OP........I hope you can sleep at night knowing you basically burned down a house full of orphans that were taking care of baby seals recovering from nearly being clubbed to death. Not to mention most of the orphans were pregnant. Also without those AFCI’s the ARC’s happening on every circuit backfed to the transformer and burned down the rest of the block in which one of the houses was full of AR15’s(loaded with bump stocks) that went off and killed the neighbors on the other side of the street. So sad.........you disgust me


----------



## sbrn33 (Mar 15, 2007)

MotoGP1199 said:


> OP........I hope you can sleep at night knowing you basically burned down a house full of orphans that were taking care of baby seals recovering from nearly being clubbed to death. Not to mention most of the orphans were pregnant. Also without those AFCI’s the ARC’s happening on every circuit backfed to the transformer and burned down the rest of the block in which one of the houses was full of AR15’s(loaded with bump stocks) that went off and killed the neighbors on the other side of the street. So sad.........you disgust me


Jap bikes are gay.


----------



## lighterup (Jun 14, 2013)

sbrn33 said:


> Jap bikes are gay.


:biggrin:


----------



## MotoGP1199 (Aug 11, 2014)

sbrn33 said:


> Jap bikes are gay.


LOL........I really wish a US manufaturer would make a decent sport bike.

I require a motorcycle to do 3 things.
1. Accerlate
2. Turn
3. Brake

A Harley does non of those.

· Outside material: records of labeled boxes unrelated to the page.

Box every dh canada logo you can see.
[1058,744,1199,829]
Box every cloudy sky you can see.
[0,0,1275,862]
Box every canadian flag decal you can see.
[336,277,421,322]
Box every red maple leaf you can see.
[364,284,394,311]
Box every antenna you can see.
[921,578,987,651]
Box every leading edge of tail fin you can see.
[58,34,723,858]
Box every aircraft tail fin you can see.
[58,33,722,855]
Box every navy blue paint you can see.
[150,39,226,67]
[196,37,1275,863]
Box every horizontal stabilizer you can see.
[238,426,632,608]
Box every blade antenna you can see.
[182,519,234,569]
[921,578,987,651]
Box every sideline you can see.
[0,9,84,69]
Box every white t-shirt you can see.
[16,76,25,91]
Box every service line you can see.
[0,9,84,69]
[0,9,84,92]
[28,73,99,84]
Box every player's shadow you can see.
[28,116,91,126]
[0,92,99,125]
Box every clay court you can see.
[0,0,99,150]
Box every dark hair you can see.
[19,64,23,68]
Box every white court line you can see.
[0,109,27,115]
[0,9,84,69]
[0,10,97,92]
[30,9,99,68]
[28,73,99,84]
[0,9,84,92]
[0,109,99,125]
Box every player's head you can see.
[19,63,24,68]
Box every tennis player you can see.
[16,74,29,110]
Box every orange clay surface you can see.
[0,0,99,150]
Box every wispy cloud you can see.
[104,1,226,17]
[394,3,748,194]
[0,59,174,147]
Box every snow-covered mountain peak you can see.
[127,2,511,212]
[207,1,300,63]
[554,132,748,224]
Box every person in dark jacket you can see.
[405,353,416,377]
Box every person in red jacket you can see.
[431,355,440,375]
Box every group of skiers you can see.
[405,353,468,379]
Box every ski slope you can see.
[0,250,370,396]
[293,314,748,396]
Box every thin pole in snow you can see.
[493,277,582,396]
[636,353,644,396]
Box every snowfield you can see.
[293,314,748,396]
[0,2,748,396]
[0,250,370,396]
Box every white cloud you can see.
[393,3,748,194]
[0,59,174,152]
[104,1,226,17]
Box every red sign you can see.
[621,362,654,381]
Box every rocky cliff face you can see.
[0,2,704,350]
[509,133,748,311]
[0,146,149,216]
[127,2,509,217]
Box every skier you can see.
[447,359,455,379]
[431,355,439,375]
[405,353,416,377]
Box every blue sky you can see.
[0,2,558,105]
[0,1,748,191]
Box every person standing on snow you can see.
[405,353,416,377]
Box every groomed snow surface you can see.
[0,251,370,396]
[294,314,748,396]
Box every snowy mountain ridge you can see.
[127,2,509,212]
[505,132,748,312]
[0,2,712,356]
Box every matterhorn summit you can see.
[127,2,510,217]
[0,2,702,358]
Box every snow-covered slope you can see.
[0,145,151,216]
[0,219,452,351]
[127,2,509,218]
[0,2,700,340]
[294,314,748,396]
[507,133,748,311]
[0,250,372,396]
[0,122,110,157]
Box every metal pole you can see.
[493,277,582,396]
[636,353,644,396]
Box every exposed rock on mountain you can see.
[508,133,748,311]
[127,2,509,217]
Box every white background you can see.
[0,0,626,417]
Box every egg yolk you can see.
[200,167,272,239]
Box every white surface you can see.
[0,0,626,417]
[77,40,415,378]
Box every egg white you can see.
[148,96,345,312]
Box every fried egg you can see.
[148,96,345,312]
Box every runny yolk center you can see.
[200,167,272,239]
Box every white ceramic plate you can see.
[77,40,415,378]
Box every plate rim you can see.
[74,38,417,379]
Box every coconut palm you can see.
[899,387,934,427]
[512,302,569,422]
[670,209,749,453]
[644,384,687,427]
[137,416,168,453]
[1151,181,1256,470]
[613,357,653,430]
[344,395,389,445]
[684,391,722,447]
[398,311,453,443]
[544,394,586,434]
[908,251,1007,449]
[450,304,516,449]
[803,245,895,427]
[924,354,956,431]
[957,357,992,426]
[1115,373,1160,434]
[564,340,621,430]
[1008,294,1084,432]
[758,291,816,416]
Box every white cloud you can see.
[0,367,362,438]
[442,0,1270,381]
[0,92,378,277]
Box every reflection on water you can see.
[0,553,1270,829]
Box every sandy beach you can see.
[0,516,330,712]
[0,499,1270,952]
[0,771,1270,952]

If I wanted to go no wear and be comfortable I would stay home sitting on my couch.:devil3:


----------



## sbrn33 (Mar 15, 2007)

MotoGP1199 said:


> LOL........I really wish a US manufaturer would make a decent sport bike.
> 
> I require a motorcycle to do 3 things.
> 1. Accerlate
> ...


I will watch you on PD Live this Friday.


----------



## RePhase277 (Feb 5, 2008)

MotoGP1199 said:


> OP........I hope you can sleep at night knowing you basically burned down a house full of orphans that were taking care of baby seals recovering from nearly being clubbed to death. Not to mention most of the orphans were pregnant. Also without those AFCI’s the ARC’s happening on every circuit backfed to the transformer and burned down the rest of the block in which one of the houses was full of AR15’s(loaded with bump stocks) that went off and killed the neighbors on the other side of the street. So sad.........you disgust me


He disgusts me too, but for completely different and arousing reasons.


----------



## lighterup (Jun 14, 2013)

sbrn33 said:


> I will watch you on PD Live this Friday.


Why there? He's not from NC , Utah ,Texas , FLA or 
STREETSBORO OHIO (btw ...we call it "Streetstucky"

:vs_laugh::vs_laugh:


----------



## lighterup (Jun 14, 2013)

RePhase277 said:


> He disgusts me too, but for completely different and arousing reasons.


you really should back off the ******
or whatever else your taking...damn


----------



## RePhase277 (Feb 5, 2008)

lighterup said:


> you really should back off the ******
> or whatever else your taking...damn


Even the electrical stuff? Did you see my old avatar?


----------